Yates attempts to buttress his argument by directing this court to the holding of the United States Supreme Court in Schmuck v. United States, ___ U.S. ___, 109 S.Ct. 1443, 103 L.Ed.2d 734, reh. denied, ___ U.S. ___, 109 S.Ct. 2091, 104 L.Ed.2d 654 (1989). In that case the United States Supreme Court rejected the inherent-relationship test and adopted the statutory-elements test under Rule 31(c) of the Federal Rules of Criminal Procedure, which is the Federal counterpart of our Rule 31(c) of the Superior Court Rules of Criminal Procedure. Id. at ___, 109 S.Ct. at 1450, 103 L.Ed.2d 746.

The defendant in Dordain also cited the case of Schmuck in his argument to this court. We responded that "[t]his court, however, remains in agreement with the rationale employed by the United States Court of Appeals for the District of Columbia in rejecting this particular approach." Dordain, 566 A.2d at 947 n. 2. That rationale, as enumerated in United States v. Whitaker, 447 F.2d 314 (D.C. Cir.1971), is stated as follows:

"A more natural, realistic and sound interpretation of the scope of `lesser included offense,' in line with our own views on the subject, is that defendant is entitled to invoke Rule 31(c) when a lesser offense is established by the evidence adduced at trial in proof of the greater offense, with the caveat that there must also be an `inherent' relationship between the greater and lesser offenses, i.e., they must relate to the protection of the same interests, and must be so related that in the general nature of these crimes, though not necessarily invariably, proof of the lesser offense is necessarily presented as part of the showing of the commission of the greater offense." Id. at 319.

In the case at bar the crime of abominable and detestable crime against nature was inherently related to the crime of first-degree sexual assault. The lesser offense was established by the evidence adduced at trial. The physical act required to *578 consummate both offenses was identical. Clearly the offenses relate to the protection of the same interests. The only difference in the offenses in the case at bar was the material factual dispute concerning whether the acts were consensual in nature or the result of force or coercion.
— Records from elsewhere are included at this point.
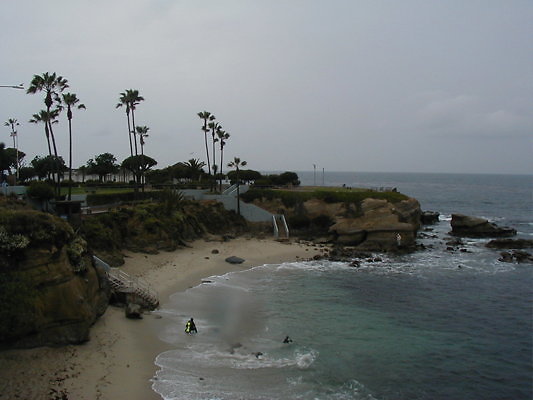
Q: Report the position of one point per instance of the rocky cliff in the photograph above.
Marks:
(50, 290)
(369, 221)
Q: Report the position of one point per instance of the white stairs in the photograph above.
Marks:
(281, 229)
(124, 283)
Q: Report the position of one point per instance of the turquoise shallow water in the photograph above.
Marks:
(430, 325)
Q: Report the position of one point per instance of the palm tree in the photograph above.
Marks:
(222, 137)
(237, 163)
(53, 85)
(133, 99)
(12, 122)
(123, 101)
(206, 116)
(194, 168)
(71, 101)
(142, 131)
(47, 118)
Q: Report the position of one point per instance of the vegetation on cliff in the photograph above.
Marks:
(167, 222)
(291, 198)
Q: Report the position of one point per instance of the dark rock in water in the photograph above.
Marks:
(516, 255)
(510, 244)
(133, 311)
(455, 242)
(429, 217)
(235, 260)
(463, 225)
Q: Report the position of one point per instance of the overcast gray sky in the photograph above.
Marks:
(348, 85)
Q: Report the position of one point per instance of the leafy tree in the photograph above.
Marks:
(47, 166)
(214, 126)
(193, 169)
(123, 101)
(142, 131)
(138, 166)
(52, 85)
(206, 116)
(246, 175)
(41, 190)
(12, 155)
(237, 164)
(71, 101)
(26, 173)
(12, 122)
(102, 165)
(223, 136)
(159, 176)
(3, 160)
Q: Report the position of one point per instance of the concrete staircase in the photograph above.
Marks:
(121, 282)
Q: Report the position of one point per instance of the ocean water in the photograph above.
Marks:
(434, 324)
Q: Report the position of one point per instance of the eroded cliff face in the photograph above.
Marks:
(381, 225)
(369, 225)
(50, 290)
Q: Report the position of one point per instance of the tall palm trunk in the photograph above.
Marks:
(133, 131)
(69, 115)
(129, 130)
(221, 164)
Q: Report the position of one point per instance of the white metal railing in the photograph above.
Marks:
(230, 190)
(282, 217)
(121, 281)
(276, 229)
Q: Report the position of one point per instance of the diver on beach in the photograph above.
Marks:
(190, 327)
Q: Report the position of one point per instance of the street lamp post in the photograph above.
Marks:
(21, 86)
(14, 133)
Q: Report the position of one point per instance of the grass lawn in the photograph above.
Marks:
(84, 190)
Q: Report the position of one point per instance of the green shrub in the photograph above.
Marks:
(17, 296)
(299, 221)
(40, 190)
(292, 198)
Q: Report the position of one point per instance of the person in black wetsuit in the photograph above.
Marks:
(190, 327)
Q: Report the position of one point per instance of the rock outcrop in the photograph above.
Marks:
(50, 290)
(429, 217)
(475, 227)
(382, 226)
(510, 244)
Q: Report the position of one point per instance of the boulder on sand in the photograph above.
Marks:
(235, 260)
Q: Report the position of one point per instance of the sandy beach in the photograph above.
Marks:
(118, 360)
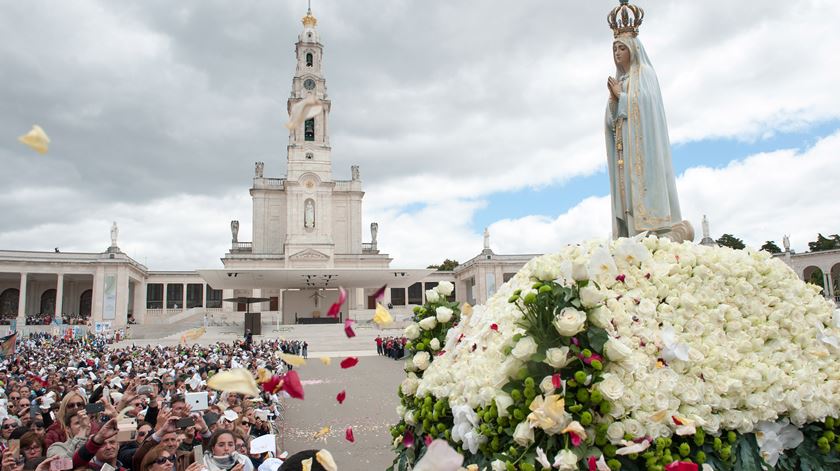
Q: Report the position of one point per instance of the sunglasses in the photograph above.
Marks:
(163, 460)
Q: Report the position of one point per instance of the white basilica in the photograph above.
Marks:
(307, 241)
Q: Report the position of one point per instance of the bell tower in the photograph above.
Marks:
(309, 143)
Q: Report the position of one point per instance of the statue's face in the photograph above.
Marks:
(621, 55)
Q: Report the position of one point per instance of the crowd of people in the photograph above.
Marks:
(72, 404)
(391, 347)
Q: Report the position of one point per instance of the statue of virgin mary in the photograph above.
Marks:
(642, 184)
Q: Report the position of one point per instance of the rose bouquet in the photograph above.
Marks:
(630, 354)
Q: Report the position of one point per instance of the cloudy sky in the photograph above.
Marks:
(462, 115)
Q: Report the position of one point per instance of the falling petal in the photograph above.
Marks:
(349, 362)
(380, 293)
(305, 109)
(293, 360)
(336, 307)
(321, 433)
(440, 457)
(237, 380)
(348, 328)
(326, 460)
(291, 384)
(382, 317)
(36, 139)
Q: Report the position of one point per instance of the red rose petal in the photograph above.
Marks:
(349, 362)
(291, 384)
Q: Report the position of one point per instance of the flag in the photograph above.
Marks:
(7, 345)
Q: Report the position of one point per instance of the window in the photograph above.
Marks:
(398, 296)
(154, 296)
(415, 294)
(214, 298)
(309, 130)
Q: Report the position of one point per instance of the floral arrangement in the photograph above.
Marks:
(632, 354)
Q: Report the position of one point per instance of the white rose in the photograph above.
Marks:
(557, 357)
(412, 331)
(523, 434)
(600, 317)
(409, 386)
(503, 401)
(615, 432)
(569, 322)
(421, 360)
(611, 387)
(445, 288)
(590, 296)
(524, 348)
(579, 271)
(566, 460)
(443, 314)
(616, 350)
(428, 323)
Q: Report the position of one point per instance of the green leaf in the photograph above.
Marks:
(597, 338)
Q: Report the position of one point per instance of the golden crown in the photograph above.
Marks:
(625, 19)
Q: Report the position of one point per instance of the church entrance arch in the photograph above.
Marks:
(48, 302)
(85, 303)
(9, 303)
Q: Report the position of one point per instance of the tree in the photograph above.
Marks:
(729, 240)
(447, 265)
(825, 243)
(771, 247)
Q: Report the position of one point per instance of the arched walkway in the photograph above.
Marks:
(9, 303)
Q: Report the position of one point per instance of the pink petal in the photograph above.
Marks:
(349, 362)
(335, 308)
(348, 328)
(291, 384)
(408, 439)
(380, 293)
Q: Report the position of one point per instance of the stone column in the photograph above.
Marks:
(21, 320)
(59, 296)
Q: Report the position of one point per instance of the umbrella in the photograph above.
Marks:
(247, 301)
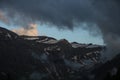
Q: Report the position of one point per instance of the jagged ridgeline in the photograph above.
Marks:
(46, 58)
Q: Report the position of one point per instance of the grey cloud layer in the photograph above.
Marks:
(67, 13)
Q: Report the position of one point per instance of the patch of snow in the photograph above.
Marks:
(37, 76)
(114, 71)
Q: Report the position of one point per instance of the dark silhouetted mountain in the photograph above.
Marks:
(46, 58)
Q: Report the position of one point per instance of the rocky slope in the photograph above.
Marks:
(46, 58)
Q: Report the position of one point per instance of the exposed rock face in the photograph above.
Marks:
(45, 58)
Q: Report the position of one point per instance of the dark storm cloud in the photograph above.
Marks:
(67, 13)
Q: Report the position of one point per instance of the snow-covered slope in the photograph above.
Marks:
(44, 58)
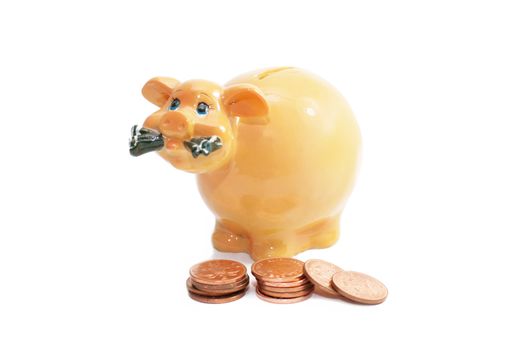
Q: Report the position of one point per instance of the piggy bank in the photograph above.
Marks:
(275, 153)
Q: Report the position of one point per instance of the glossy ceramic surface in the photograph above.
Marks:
(289, 147)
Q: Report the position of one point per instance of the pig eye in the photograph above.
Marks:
(174, 104)
(202, 109)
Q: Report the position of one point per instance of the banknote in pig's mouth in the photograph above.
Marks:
(146, 140)
(203, 145)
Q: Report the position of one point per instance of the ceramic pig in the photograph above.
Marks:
(275, 152)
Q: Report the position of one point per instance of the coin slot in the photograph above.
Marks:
(269, 72)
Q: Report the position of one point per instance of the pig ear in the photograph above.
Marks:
(158, 90)
(247, 102)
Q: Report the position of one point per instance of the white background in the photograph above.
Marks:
(95, 245)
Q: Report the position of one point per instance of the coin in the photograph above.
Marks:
(217, 299)
(298, 283)
(270, 299)
(320, 273)
(285, 294)
(284, 289)
(213, 292)
(278, 269)
(218, 272)
(359, 287)
(221, 287)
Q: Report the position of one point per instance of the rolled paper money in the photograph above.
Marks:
(144, 140)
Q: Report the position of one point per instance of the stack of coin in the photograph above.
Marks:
(217, 281)
(281, 280)
(331, 280)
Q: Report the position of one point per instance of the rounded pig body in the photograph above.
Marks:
(280, 184)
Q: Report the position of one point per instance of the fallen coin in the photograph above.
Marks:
(320, 273)
(286, 295)
(217, 299)
(359, 287)
(273, 300)
(278, 269)
(220, 287)
(218, 272)
(213, 292)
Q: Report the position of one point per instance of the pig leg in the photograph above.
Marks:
(320, 234)
(230, 237)
(287, 243)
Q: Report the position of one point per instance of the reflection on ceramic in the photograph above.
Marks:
(275, 152)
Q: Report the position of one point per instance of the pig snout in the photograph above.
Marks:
(176, 125)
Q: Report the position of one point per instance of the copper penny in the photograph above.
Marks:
(284, 289)
(285, 294)
(269, 299)
(218, 272)
(320, 273)
(219, 287)
(217, 299)
(278, 269)
(213, 292)
(359, 287)
(296, 283)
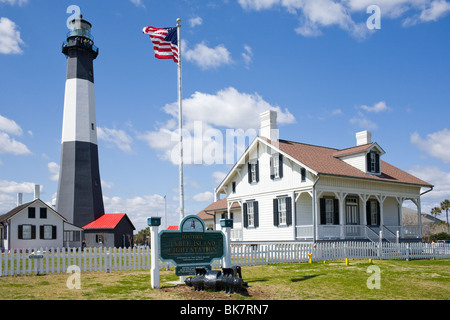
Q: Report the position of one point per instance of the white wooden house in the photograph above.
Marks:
(283, 190)
(35, 225)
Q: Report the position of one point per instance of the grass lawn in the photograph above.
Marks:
(334, 280)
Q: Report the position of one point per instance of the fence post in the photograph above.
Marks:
(407, 252)
(154, 224)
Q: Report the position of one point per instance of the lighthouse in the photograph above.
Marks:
(79, 197)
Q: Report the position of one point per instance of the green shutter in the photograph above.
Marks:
(289, 211)
(276, 220)
(256, 213)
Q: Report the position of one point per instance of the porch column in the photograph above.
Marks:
(419, 212)
(364, 197)
(381, 199)
(400, 201)
(341, 197)
(317, 213)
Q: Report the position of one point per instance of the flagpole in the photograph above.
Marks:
(180, 122)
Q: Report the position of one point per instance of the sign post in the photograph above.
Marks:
(154, 224)
(191, 246)
(227, 224)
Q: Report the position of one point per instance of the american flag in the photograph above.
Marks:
(165, 42)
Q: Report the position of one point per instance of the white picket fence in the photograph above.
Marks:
(50, 260)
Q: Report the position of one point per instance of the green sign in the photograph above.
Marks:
(188, 270)
(191, 245)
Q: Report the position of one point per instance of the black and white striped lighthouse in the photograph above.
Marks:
(79, 197)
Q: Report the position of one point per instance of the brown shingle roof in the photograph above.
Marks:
(323, 160)
(215, 206)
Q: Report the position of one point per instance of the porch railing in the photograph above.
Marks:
(357, 232)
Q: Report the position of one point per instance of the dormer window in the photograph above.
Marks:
(253, 171)
(373, 162)
(276, 166)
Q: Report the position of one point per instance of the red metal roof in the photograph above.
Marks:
(106, 221)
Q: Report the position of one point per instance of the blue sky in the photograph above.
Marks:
(315, 62)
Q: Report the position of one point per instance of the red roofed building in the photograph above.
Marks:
(281, 190)
(109, 230)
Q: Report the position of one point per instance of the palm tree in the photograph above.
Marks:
(445, 205)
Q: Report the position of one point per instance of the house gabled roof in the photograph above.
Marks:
(218, 205)
(17, 209)
(108, 221)
(365, 148)
(325, 161)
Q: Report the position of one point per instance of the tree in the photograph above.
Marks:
(445, 205)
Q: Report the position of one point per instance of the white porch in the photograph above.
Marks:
(350, 218)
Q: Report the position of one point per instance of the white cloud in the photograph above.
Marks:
(227, 108)
(436, 10)
(10, 40)
(376, 108)
(117, 137)
(318, 14)
(197, 21)
(247, 55)
(12, 187)
(138, 3)
(361, 121)
(432, 12)
(10, 126)
(53, 168)
(12, 146)
(258, 4)
(208, 58)
(205, 116)
(218, 176)
(436, 144)
(14, 2)
(204, 197)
Accordingly we hold that the offense of an abominable and detestable crime against nature is a lesser included offense of the offense of first-degree sexual assault in this case because of the inherent relationship between the two. Therefore, we find that the trial justice's instructions to the jury concerning abominable and detestable crimes against nature were completely proper and even served to protect Yates. See State v. Hockenhull, 525 A.2d 926, 930 (R.I. 1987), where this court noted that "absent such an instruction, a jury may erroneously convict a criminal defendant of the principal offense charged, despite the prosecution's inability to prove an element of that offense, when the jury is convinced that defendant's conduct was criminal."

For the reasons stated, the defendant's appeal is denied and dismissed, and the judgment of the Superior Court is affirmed.

NOTES

[1] General Laws 1956 (1981 Reenactment) § 12-17-14 provides:

"Conviction of lower offense or attempt. — Whenever any person is tried upon an indictment, information, or complaint and the court or jury, as the case may be, shall not be satisfied that he is guilty of the whole offense, but shall be satisfied that he is guilty of so much thereof as shall substantially amount to an offense of a lower nature, or that the defendant did not complete the offense charged, but that he was guilty only of an attempt to commit the same, the court or jury may find him guilty of such lower offense or guilty of an attempt to commit the same, as the case may be, and the court shall proceed to sentence such person for the offense of which he shall be so found guilty, notwithstanding that such court had not otherwise jurisdiction of such offense."

Rule 31(c) of the Superior Court Rules of Criminal Procedure provides:

"Conviction of Less Offense. The defendant may be found guilty of an offense necessarily included in the offense charged or of an attempt to commit either the offense charged or an offense necessarily included therein if the attempt is an offense."